Data from: Investigating the genetic architecture of conditional strategies using the environmental threshold model
Buzatto, Bruno et al. (2015), Data from: Investigating the genetic architecture of conditional strategies using the environmental threshold model, Dryad, Dataset, https://doi.org/10.5061/dryad.3j2mp
The threshold expression of dichotomous phenotypes that are environmentally cued or induced comprise the vast majority of phenotypic dimorphisms in color, morphology, behavior, and life history. Modeled as conditional strategies under the framework of evolutionary game theory, the quantitative genetic basis of these traits is a challenge to estimate. The challenge exists firstly because the phenotypic expression of the trait is dichotomous and secondly because the apparent environmental cue is separate from the biological signal pathway that induces the switch between phenotypes. It is the cryptic variation underlying the translation of cue to phenotype that we address here. With a ‘half-sib common environment’ and a ‘family level split environment’ experiment, we examine the environmental and genetic influences that underlie male dimorphism in the earwig Forficula auricularia. From the conceptual framework of the Latent Environmental Threshold (LET) model, we use pedigree information to dissect the genetic architecture of the threshold expression of forceps length. We investigate for the first time the strength of the correlation between observable and cryptic ‘proximate’ cues. Furthermore, in support of the environmental threshold model, we found no evidence for a genetic correlation between cue and the threshold between phenotypes.

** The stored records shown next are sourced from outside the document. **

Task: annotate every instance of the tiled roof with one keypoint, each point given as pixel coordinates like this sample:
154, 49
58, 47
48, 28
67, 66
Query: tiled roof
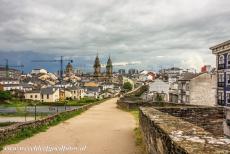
90, 84
48, 90
188, 76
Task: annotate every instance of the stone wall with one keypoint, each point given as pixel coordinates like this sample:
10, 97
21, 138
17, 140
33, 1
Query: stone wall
12, 130
209, 118
203, 90
165, 134
132, 100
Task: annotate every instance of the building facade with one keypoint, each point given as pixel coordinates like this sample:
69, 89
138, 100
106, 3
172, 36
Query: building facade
97, 67
109, 68
222, 52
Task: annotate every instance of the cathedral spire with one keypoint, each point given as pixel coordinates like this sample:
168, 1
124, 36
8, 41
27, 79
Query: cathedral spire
109, 68
97, 66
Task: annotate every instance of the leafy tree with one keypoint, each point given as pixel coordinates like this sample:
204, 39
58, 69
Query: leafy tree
5, 95
127, 86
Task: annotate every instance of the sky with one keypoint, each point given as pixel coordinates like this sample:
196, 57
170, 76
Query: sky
145, 34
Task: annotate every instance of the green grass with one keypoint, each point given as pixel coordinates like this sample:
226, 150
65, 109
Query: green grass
137, 132
30, 131
3, 124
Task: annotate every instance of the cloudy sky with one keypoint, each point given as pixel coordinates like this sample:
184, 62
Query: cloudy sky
153, 33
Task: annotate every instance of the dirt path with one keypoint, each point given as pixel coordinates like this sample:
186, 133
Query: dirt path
103, 129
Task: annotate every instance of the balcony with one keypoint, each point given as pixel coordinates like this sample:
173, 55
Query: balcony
220, 102
221, 66
220, 84
182, 92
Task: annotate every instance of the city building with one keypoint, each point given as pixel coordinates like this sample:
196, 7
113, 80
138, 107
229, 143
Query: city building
69, 71
77, 92
222, 52
109, 68
121, 71
158, 87
173, 92
183, 87
206, 68
133, 71
49, 94
97, 67
37, 71
11, 73
197, 89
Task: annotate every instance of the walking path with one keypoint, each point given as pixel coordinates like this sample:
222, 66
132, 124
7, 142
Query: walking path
103, 129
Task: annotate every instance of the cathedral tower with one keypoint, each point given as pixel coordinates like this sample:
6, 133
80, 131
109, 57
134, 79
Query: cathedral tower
109, 68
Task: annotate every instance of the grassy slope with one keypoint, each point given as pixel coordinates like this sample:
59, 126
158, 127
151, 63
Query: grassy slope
28, 132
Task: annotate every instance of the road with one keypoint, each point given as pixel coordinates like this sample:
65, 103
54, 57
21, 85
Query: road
103, 129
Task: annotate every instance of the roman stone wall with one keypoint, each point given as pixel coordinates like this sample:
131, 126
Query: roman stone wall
167, 134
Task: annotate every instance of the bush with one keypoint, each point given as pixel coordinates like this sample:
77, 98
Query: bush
127, 86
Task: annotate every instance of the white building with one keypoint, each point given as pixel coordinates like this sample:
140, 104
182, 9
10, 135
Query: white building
39, 71
48, 94
159, 87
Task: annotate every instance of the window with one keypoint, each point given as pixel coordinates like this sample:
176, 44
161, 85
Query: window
221, 59
221, 78
187, 98
228, 79
228, 98
220, 95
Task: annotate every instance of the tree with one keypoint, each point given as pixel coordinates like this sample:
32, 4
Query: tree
127, 86
5, 95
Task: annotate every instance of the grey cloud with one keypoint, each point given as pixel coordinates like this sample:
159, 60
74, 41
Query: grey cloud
129, 30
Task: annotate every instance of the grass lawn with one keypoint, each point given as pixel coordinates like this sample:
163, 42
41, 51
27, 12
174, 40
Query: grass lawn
3, 124
28, 132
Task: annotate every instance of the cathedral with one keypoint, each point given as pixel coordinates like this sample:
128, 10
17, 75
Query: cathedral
97, 68
69, 70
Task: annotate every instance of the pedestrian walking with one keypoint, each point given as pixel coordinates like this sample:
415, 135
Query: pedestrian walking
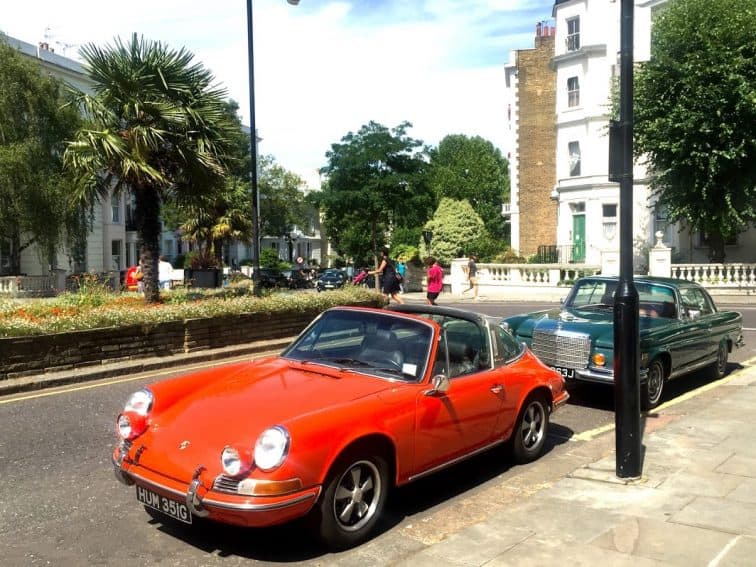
401, 269
164, 273
390, 286
435, 279
472, 276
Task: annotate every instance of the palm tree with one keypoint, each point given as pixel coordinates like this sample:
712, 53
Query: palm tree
158, 127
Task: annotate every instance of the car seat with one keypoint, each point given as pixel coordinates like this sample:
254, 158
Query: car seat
382, 347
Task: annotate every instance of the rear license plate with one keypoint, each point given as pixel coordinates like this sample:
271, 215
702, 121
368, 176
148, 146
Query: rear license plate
568, 373
172, 508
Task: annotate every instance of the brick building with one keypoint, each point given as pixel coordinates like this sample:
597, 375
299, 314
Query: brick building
531, 86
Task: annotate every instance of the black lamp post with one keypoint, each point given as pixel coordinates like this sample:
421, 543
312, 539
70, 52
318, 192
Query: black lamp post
626, 327
253, 152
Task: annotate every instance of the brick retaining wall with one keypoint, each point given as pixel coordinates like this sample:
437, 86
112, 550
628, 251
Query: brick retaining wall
27, 356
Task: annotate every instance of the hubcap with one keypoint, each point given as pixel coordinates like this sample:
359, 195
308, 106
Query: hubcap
722, 359
655, 382
532, 426
357, 495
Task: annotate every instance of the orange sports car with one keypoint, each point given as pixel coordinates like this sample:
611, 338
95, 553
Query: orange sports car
363, 400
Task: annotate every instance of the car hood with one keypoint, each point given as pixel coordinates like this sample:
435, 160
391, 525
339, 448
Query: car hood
599, 325
236, 408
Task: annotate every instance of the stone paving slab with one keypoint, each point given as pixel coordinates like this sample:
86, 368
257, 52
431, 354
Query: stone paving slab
531, 554
719, 514
665, 542
476, 545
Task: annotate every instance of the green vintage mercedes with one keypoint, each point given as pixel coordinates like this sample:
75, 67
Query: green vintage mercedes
681, 330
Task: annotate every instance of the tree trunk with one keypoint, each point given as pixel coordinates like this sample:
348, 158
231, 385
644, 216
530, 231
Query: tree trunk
148, 228
15, 259
716, 248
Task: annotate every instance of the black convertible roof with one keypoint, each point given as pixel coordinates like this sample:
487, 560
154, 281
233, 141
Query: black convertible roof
421, 309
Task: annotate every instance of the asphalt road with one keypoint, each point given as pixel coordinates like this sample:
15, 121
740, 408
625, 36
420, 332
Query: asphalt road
60, 504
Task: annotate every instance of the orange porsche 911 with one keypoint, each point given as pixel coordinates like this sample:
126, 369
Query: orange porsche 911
363, 400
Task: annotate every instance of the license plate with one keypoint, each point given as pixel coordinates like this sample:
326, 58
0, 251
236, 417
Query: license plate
172, 508
568, 373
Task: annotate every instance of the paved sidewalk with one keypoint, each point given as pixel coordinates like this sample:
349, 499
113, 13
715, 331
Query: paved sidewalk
694, 505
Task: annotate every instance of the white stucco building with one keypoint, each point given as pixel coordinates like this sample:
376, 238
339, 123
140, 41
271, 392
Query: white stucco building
112, 244
586, 64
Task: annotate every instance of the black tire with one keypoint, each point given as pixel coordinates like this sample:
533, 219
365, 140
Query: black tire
719, 368
653, 387
352, 501
529, 435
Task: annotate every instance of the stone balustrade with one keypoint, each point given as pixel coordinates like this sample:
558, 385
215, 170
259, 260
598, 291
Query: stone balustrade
717, 275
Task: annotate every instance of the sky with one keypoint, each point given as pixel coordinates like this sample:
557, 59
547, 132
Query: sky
323, 68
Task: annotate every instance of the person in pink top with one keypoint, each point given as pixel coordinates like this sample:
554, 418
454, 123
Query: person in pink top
435, 279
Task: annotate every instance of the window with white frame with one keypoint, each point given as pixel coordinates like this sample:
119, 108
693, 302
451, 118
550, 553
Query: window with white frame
115, 254
573, 91
115, 208
609, 220
573, 34
573, 150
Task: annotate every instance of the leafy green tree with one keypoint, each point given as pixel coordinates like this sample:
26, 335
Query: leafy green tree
454, 226
215, 218
160, 129
34, 122
472, 169
375, 182
695, 110
282, 201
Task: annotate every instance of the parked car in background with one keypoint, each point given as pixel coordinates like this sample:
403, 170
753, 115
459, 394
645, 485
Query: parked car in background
272, 278
363, 400
330, 279
295, 279
681, 330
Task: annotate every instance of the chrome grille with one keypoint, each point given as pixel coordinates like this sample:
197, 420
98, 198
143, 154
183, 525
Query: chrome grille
225, 483
562, 348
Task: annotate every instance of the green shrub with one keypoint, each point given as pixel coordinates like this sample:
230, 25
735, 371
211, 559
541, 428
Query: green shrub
61, 314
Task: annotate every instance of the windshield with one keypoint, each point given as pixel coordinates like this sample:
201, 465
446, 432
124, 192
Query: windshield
655, 300
381, 344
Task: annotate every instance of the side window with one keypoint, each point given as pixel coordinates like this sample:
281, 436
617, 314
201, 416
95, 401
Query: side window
510, 348
468, 351
693, 298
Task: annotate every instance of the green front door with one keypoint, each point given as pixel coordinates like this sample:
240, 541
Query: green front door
578, 238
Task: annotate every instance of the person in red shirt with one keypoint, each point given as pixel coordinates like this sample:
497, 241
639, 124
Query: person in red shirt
435, 280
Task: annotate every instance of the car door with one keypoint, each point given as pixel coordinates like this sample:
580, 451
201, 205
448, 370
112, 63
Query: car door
460, 420
698, 316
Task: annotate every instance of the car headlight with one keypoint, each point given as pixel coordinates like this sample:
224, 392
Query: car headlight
235, 462
140, 402
271, 448
130, 425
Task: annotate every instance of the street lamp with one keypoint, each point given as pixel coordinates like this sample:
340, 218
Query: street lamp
626, 330
253, 152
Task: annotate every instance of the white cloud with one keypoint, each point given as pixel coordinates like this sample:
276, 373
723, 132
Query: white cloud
325, 68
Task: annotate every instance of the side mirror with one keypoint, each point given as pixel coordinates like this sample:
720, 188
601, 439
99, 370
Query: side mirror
440, 384
693, 314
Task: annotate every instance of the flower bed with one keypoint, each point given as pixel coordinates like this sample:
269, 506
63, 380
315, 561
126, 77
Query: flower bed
45, 336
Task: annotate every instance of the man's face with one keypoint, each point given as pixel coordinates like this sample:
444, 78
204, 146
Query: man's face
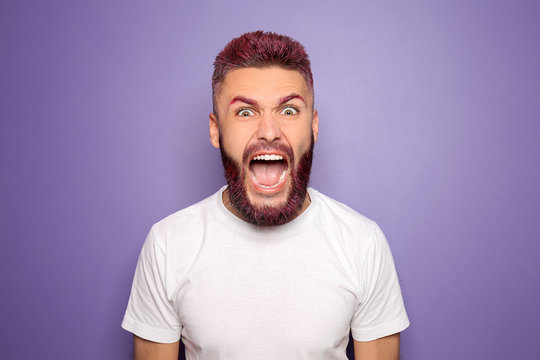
265, 131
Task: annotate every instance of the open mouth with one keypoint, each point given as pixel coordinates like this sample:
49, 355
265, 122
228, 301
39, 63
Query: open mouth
268, 171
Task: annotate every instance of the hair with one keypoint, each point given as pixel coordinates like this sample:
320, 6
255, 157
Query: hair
260, 49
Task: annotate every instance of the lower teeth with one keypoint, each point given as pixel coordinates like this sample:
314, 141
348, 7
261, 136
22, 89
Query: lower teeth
282, 176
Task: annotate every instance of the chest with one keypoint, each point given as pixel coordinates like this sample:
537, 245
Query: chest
242, 297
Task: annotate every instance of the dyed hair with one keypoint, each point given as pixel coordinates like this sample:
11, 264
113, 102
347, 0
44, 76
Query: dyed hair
260, 49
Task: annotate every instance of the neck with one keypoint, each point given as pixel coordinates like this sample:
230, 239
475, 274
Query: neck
229, 206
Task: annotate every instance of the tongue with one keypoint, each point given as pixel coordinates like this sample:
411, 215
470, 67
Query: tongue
267, 172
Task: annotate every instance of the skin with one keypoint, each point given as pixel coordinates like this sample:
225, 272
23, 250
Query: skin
251, 109
270, 105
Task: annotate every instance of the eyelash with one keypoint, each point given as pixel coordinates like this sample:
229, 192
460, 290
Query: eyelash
284, 108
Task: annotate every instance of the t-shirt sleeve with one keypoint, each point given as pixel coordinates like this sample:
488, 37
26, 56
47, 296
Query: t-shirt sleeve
150, 314
381, 311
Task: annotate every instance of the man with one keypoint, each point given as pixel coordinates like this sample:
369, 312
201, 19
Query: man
265, 268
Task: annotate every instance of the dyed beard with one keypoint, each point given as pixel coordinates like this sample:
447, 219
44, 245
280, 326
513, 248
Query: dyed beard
268, 215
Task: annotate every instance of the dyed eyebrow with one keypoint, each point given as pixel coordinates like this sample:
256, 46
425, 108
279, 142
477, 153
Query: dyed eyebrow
244, 100
283, 100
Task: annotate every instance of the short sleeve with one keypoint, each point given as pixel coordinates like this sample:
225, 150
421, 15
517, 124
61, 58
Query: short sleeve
150, 314
381, 311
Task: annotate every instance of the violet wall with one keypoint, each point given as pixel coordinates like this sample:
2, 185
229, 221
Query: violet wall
429, 123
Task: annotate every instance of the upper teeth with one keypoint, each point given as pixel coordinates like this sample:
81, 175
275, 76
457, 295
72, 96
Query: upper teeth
268, 157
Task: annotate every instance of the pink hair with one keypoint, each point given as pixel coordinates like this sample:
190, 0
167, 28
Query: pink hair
260, 49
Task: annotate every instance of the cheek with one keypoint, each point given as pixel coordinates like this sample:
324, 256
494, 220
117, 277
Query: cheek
235, 142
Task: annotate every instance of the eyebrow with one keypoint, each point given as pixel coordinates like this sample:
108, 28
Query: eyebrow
283, 100
244, 100
252, 102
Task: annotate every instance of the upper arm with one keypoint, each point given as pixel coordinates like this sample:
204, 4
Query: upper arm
386, 348
149, 350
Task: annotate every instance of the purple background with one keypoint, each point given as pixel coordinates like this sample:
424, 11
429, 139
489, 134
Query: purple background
429, 125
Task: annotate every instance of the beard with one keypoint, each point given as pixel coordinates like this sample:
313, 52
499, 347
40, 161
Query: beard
266, 215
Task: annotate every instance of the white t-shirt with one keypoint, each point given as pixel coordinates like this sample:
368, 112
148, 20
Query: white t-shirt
232, 290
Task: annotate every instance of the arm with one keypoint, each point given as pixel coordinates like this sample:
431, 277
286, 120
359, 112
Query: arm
149, 350
386, 348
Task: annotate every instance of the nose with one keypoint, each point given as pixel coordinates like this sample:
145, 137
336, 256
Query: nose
269, 129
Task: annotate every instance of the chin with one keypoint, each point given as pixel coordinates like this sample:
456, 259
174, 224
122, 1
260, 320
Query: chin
262, 201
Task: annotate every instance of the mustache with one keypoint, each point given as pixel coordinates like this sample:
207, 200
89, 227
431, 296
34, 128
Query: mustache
269, 148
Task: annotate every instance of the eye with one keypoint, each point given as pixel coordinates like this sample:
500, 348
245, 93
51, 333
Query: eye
245, 112
289, 110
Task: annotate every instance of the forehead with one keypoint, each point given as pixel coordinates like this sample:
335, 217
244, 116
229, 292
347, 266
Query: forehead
263, 83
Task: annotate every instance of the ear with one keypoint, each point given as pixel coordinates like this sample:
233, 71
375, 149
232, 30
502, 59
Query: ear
214, 130
315, 125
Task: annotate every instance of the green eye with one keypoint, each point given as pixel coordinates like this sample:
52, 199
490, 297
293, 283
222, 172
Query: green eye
245, 113
289, 110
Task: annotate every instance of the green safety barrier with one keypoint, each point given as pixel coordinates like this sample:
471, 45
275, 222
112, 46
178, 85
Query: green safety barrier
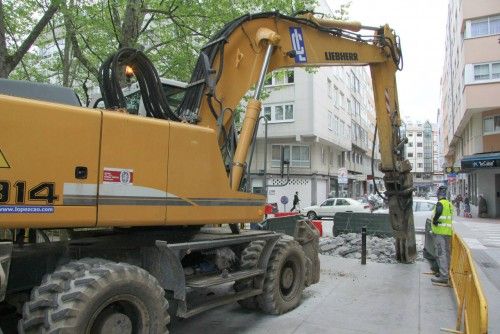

Our results show strong correlations between observable and proximate cues and less genetic variation for thresholds than previous studies have suggested. We discuss the importance of generating better estimates of the genetic variation for thresholds when investigating the genetic architecture and heritability of threshold traits. By investigating genetic architecture by means of the LET model, our study supports several key evolutionary ideas related to conditional strategies and improves our understanding of environmentally cued decisions.